Already the union movement has lost most of the private sector, with only about one in six private sector employees now in a union. Even in the public sector union numbers have fallen back and the latest figures suggest less than two out of every three employees are unionised. In the fast-growing multinational dominated tech sector, unions are largely absent.
Arguably unions are an anachronism in many of today’s workplaces. The cliche that change is relentless is all too true for many industries. The trade union approach – to try to protect the terms and conditions of all employees – often does not sit easily in this environment.
This does not mean employees are necessarily disadvantaged; certainly in many generally non-unionised sector such as technology and business services there is fierce competition to attract the best and hold on to them.

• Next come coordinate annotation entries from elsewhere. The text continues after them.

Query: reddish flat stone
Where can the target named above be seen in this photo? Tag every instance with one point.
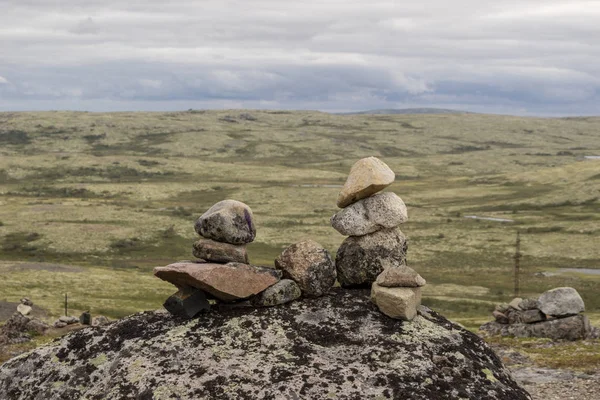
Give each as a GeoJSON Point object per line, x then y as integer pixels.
{"type": "Point", "coordinates": [227, 282]}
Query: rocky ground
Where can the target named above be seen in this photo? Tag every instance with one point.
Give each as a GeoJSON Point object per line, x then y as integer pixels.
{"type": "Point", "coordinates": [548, 383]}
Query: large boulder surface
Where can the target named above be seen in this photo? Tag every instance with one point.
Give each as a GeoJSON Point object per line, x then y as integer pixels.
{"type": "Point", "coordinates": [380, 211]}
{"type": "Point", "coordinates": [228, 221]}
{"type": "Point", "coordinates": [335, 346]}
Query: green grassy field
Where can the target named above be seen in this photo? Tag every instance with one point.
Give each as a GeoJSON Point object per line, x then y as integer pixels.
{"type": "Point", "coordinates": [118, 193]}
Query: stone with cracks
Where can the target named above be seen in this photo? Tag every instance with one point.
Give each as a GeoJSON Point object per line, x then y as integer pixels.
{"type": "Point", "coordinates": [360, 259]}
{"type": "Point", "coordinates": [399, 303]}
{"type": "Point", "coordinates": [561, 301]}
{"type": "Point", "coordinates": [336, 346]}
{"type": "Point", "coordinates": [402, 276]}
{"type": "Point", "coordinates": [282, 292]}
{"type": "Point", "coordinates": [382, 210]}
{"type": "Point", "coordinates": [367, 176]}
{"type": "Point", "coordinates": [309, 265]}
{"type": "Point", "coordinates": [220, 252]}
{"type": "Point", "coordinates": [226, 282]}
{"type": "Point", "coordinates": [228, 221]}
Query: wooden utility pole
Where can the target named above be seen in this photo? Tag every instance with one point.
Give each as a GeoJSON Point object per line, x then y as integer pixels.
{"type": "Point", "coordinates": [517, 263]}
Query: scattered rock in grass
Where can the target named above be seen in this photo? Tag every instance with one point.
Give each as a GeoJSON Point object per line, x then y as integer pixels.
{"type": "Point", "coordinates": [561, 301]}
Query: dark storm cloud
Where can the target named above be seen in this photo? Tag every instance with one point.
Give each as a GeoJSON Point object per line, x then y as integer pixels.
{"type": "Point", "coordinates": [523, 57]}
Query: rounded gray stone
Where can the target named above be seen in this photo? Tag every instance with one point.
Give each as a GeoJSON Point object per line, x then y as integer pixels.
{"type": "Point", "coordinates": [309, 265]}
{"type": "Point", "coordinates": [228, 221]}
{"type": "Point", "coordinates": [380, 211]}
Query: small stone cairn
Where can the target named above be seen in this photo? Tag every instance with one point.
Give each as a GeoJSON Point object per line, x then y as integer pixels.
{"type": "Point", "coordinates": [374, 254]}
{"type": "Point", "coordinates": [556, 314]}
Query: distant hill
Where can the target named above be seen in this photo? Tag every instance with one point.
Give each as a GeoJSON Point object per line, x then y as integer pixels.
{"type": "Point", "coordinates": [409, 111]}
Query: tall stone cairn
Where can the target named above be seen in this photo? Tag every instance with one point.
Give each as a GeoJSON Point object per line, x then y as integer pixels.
{"type": "Point", "coordinates": [374, 253]}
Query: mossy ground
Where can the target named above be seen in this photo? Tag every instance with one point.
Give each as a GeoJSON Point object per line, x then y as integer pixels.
{"type": "Point", "coordinates": [118, 193]}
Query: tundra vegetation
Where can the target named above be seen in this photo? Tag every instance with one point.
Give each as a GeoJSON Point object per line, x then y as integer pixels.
{"type": "Point", "coordinates": [116, 194]}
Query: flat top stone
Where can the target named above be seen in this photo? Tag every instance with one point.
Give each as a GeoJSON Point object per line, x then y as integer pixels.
{"type": "Point", "coordinates": [367, 176]}
{"type": "Point", "coordinates": [227, 282]}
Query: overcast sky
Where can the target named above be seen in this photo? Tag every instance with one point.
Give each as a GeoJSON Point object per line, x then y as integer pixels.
{"type": "Point", "coordinates": [525, 57]}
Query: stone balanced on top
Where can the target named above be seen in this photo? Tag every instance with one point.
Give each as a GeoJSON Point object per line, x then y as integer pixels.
{"type": "Point", "coordinates": [375, 251]}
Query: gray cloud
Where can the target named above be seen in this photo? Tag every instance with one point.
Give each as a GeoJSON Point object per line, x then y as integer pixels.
{"type": "Point", "coordinates": [521, 57]}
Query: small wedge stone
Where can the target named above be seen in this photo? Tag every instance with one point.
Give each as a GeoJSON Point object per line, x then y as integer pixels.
{"type": "Point", "coordinates": [398, 303]}
{"type": "Point", "coordinates": [187, 302]}
{"type": "Point", "coordinates": [367, 176]}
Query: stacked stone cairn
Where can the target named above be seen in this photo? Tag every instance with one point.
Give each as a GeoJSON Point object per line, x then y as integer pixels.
{"type": "Point", "coordinates": [374, 254]}
{"type": "Point", "coordinates": [556, 314]}
{"type": "Point", "coordinates": [222, 274]}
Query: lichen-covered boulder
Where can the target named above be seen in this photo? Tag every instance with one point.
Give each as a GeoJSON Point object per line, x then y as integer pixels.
{"type": "Point", "coordinates": [367, 176]}
{"type": "Point", "coordinates": [382, 210]}
{"type": "Point", "coordinates": [228, 221]}
{"type": "Point", "coordinates": [220, 252]}
{"type": "Point", "coordinates": [226, 282]}
{"type": "Point", "coordinates": [560, 302]}
{"type": "Point", "coordinates": [335, 346]}
{"type": "Point", "coordinates": [309, 265]}
{"type": "Point", "coordinates": [360, 259]}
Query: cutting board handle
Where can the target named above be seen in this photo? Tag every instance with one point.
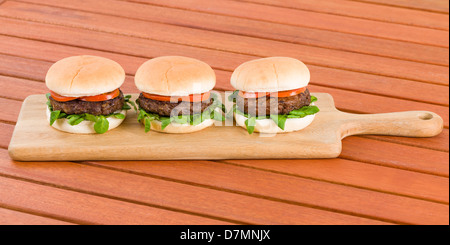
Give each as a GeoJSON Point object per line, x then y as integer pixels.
{"type": "Point", "coordinates": [408, 123]}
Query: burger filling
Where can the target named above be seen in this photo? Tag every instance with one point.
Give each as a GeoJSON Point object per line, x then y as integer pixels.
{"type": "Point", "coordinates": [166, 108]}
{"type": "Point", "coordinates": [91, 108]}
{"type": "Point", "coordinates": [183, 112]}
{"type": "Point", "coordinates": [95, 108]}
{"type": "Point", "coordinates": [275, 106]}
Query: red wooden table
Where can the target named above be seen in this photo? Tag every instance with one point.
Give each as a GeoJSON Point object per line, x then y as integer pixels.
{"type": "Point", "coordinates": [372, 56]}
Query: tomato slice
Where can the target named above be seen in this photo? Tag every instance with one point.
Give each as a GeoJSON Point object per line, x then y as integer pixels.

But of course there is a wider problem,too, in stagnant real earnings for many and the rise of part-time, insecure employment – the so-called “precariat”. The problem for unions is that the temporary outsiders in the workplace are rarely their members, leaving them fighting to protect the pay and perks of an older, largely public-sector workforce in secure employment.
The danger for trade unions is of becoming more and more marginalised, fighting for the public sector and immune to the kind of pressures to change and job insecurity faced in private business. Shutting down the buses and railways without notice is only going to persuade those in the private sector that trade unionists are living on a different planet.